Nginx limit search engine crawler frequency, disable shielding network crawler configuration Example _nginx

Source: Internet
Author: User
Tags curl

Copy Code code as follows:

#全局配置
Limit_req_zone $anti _spider zone=anti_spider:10m rate=15r/m;

#某个server中
Limit_req Zone=anti_spider burst=30 Nodelay;
if ($http _user_agent ~* "Xxspider|xxbot") {
Set $anti _spider $http _user_agent;
}

Exceeding the set limit frequency, it will give Spider a 503.
The above configuration detailed explanation Please Google, the specific Spider/bot name please customize.

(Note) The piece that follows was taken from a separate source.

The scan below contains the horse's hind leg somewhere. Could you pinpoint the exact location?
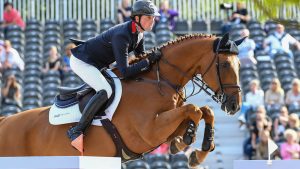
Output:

Attached: Nginx in the ban network crawler

Copy Code code as follows:

server {
Listen 80;
server_name www.xxx.com;

#charset Koi8-r;

#access_log Logs/host.access.log Main;

#location/{
# root HTML;
# index index.html index.htm;
#}
if ($http _user_agent ~* "qihoobot| baiduspider| Googlebot| googlebot-mobile| googlebot-image| mediapartners-google| adsbot-google| Feedfetcher-google|yahoo! slurp|yahoo! slurp china| Youdaobot| sosospider| Sogou spider| Sogou Web spider| msnbot|ia_archiver| Tomato Bot ") {
return 403;
}

Location ~ ^/(. *) $ {
Proxy_pass http://localhost:8080;
Proxy_redirect off;
Proxy_set_header Host $host;
Proxy_set_header X-real-ip $remote _addr;
Proxy_set_header x-forwarded-for $proxy _add_x_forwarded_for;
Client_max_body_size 10m;
Client_body_buffer_size 128k;
Proxy_connect_timeout 90;
Proxy_send_timeout 90;
Proxy_read_timeout 90;
Proxy_buffer_size 4k;
Proxy_buffers 4 32k;
Proxy_busy_buffers_size 64k;
Proxy_temp_file_write_size 64k;
}

#error_page 404/404.html;

# REDIRECT Server error pages to the static page/50x.html
#
Error_page 502 503 504/50x.html;
Location =/50x.html {
root HTML;
}

# Proxy The PHP scripts to Apache listening on 127.0.0.1:80
#
#location ~ \.php$ {
# Proxy_pass http://127.0.0.1;
#}

# Pass the PHP scripts to FastCGI server listening on 127.0.0.1:9000
#
#location ~ \.php$ {
# root HTML;
# Fastcgi_pass 127.0.0.1:9000;
# Fastcgi_index index.php;
# Fastcgi_param Script_filename/scripts$fastcgi_script_name;
# include Fastcgi_params;
#}

# Deny access to. htaccess files, if Apache ' s document Root
# concurs with Nginx ' s one
#
#location ~/\.ht {
# Deny All;
#}
}


You can test it with curl.

Copy Code code as follows:
Curl-i-A "Qihoobot" www.xxx.com

Contact Us

The content source of this page is from Internet, which doesn't represent Alibaba Cloud's opinion; products and services mentioned on that page don't have any relationship with Alibaba Cloud. If the content of the page makes you feel confusing, please write us an email, we will handle the problem within 5 days after receiving your email.

If you find any instances of plagiarism from the community, please send an email to: info-contact@alibabacloud.com and provide relevant evidence. A staff member will contact you within 5 working days.

A Free Trial That Lets You Build Big!

Start building with 50+ products and up to 12 months usage for Elastic Compute Service

  • Sales Support

    1 on 1 presale consultation

  • After-Sales Support

    24/7 Technical Support 6 Free Tickets per Quarter Faster Response

  • Alibaba Cloud offers highly flexible support services tailored to meet your exact needs.